Grüße aus dem Schwabenland, Euer Skunk2000


----------



## Franky (15. Januar 2002)

Hi Skunk,anstatt eines Blinkers würde ich einen Spinner vorziehen! Mepps Gr. 1 - max. Gr. 3 in silber, gold oder kupfer.Wenn Du dennoch einen Blinker nehmen möchtest, nimm so kleine als eben möglich! 10 g maximal!

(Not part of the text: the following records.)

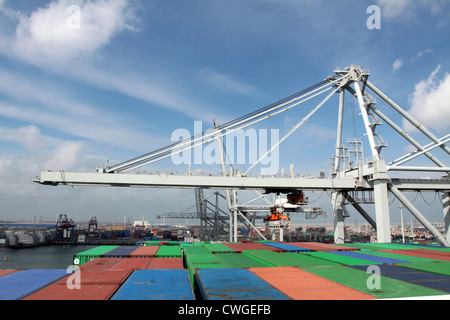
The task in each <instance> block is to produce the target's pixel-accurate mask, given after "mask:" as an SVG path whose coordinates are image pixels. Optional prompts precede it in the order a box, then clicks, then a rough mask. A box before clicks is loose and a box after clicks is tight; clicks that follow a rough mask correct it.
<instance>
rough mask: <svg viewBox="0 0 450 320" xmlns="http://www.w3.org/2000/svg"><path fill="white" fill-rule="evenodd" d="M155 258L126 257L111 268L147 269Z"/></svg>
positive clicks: (117, 268)
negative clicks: (137, 257) (113, 266)
mask: <svg viewBox="0 0 450 320" xmlns="http://www.w3.org/2000/svg"><path fill="white" fill-rule="evenodd" d="M153 259H155V258H125V259H122V261H120V262H119V263H118V264H116V265H115V266H114V267H112V268H111V270H145V269H147V267H148V266H149V264H150V263H151V262H152V260H153Z"/></svg>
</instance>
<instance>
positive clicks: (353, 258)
mask: <svg viewBox="0 0 450 320" xmlns="http://www.w3.org/2000/svg"><path fill="white" fill-rule="evenodd" d="M303 254H306V255H309V256H312V257H314V258H320V259H323V260H327V261H332V262H336V263H338V264H341V265H347V266H363V265H372V264H381V263H380V262H374V261H369V260H364V259H359V258H353V257H347V256H343V255H340V254H335V253H331V252H304V253H303Z"/></svg>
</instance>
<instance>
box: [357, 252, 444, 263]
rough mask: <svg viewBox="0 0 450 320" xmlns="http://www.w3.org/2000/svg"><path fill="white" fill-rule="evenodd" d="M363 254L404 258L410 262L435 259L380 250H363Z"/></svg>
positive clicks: (377, 256)
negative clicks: (416, 256) (368, 254)
mask: <svg viewBox="0 0 450 320" xmlns="http://www.w3.org/2000/svg"><path fill="white" fill-rule="evenodd" d="M364 253H365V254H370V255H373V256H377V257H384V258H391V259H399V260H405V261H411V262H432V261H436V260H433V259H428V258H422V257H414V256H407V255H404V254H397V253H390V252H381V251H373V250H369V251H364Z"/></svg>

Falls Du an soetwas wie Meerforellenblinker gedacht haben solltest: vergiß es, die sind zu groß! "Teichforellen" sind mitunter so blöd, daß sie das nicht als Beute erkennen...

-------------------------------------------------------
Immer &acute;nen Kescher voll
//-\ Franky //-\


----------



## til (15. Januar 2002)

Oder einen kleinen Wobbler. Shad Rap wenns tief genug ist (3m), sonst normalen Rapala 5 bis 7cm Länge.

-------------------------------------------------------
Catch & Release:
Mehr Fisch für Alle und natürliche Bestände.
 Spinnfischen auf Raubfische


----------



## Lynx (15. Januar 2002)

Servus Skunk,
einen Kunstköder auf Forellen in stehenden Gewässern würde ich mit 3-4gr. wählen. Blinker in dieser Größe fällt mir momentan keiner ein. Die sind erst so um die 6 gr. zu bekommen, und die sind für Forellen zu schwer.
Versuchen würde ich es mit Spinner.
z.B. Mepps Aglia, Balzer colonel Perlmut
Gut sind auch die Weichplastik-Beutefischchen von Balzer-&acute;Spinner Colonel Fish Print Nature&acute;. Wie gesagt alles so mit 3-4gr.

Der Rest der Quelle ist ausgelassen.